Payor Mix | 2018 | 2019 | 2020 |
Medicaid | 73.91% | 74.09% | 72.60% |
Medicare | 11.5% | 10.25% | 12.08% |
Private Pay | 9.99% | 9.94% | 9.97% |
Other (Veterans/Medicaid Other States) | 4.6% | 5.72% | 5.35% |
Medicaid State Plan Amendments
The state plan is an agreement between a state and the Federal government describing how that state administers its Medicaid and CHIP programs. It gives an assurance that a state will abide by Federal rules and may claim Federal matching funds for its program activities. The state plan sets out groups of individuals to be covered, services to be provided, methodologies for providers to be reimbursed and the administrative activities. When a state is planning to make a change to its state plan, the state must send state plan amendments (SPAs) to the Centers for Medicare & Medicaid Services (CMS) for review and approval. States also submit SPAs to request permissible program changes, make corrections, change reimbursement methods, or update their Medicaid or CHIP state plan with new information. Connecticut Medicaid State Plan Amendments submitted to the Centers for Medicare & Medicaid Services (CMS) within the U.S. Department of Health and Human Services (HHS) are available through the Department website.
Additional Information
- The Annual Report of Long-Term Care Facility template and other supporting information can be found at Myers and Stauffer.
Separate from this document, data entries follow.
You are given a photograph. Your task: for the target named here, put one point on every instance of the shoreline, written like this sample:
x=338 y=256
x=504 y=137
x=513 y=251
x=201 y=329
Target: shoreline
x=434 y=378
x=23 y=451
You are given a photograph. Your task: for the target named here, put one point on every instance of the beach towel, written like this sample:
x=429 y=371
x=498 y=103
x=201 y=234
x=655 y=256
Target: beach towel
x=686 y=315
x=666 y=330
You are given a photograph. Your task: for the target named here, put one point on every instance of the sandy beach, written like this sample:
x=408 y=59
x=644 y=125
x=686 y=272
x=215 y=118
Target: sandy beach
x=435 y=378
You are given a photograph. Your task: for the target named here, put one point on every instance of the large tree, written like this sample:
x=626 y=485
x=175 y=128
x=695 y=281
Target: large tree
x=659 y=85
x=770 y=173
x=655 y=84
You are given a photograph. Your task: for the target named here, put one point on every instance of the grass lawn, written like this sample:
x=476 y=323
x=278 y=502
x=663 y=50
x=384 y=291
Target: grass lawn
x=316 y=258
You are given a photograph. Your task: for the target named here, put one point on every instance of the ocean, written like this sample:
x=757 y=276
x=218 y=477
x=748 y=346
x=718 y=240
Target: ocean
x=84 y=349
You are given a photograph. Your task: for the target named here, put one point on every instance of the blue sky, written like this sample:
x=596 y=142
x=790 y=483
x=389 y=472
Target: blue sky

The cost report captures detailed cost, statistical (e.g. residents days, therapy service volume, nursing hours) and ownership/related party transaction information.
- Nursing facility rates and facility census information is available by individual facility.
- The Center for Medicare and Medicaid Services (CMS) Nursing compares Long Term Care Facilities by location, facility size, ownership type, resident needs, inspection results and nursing home staff.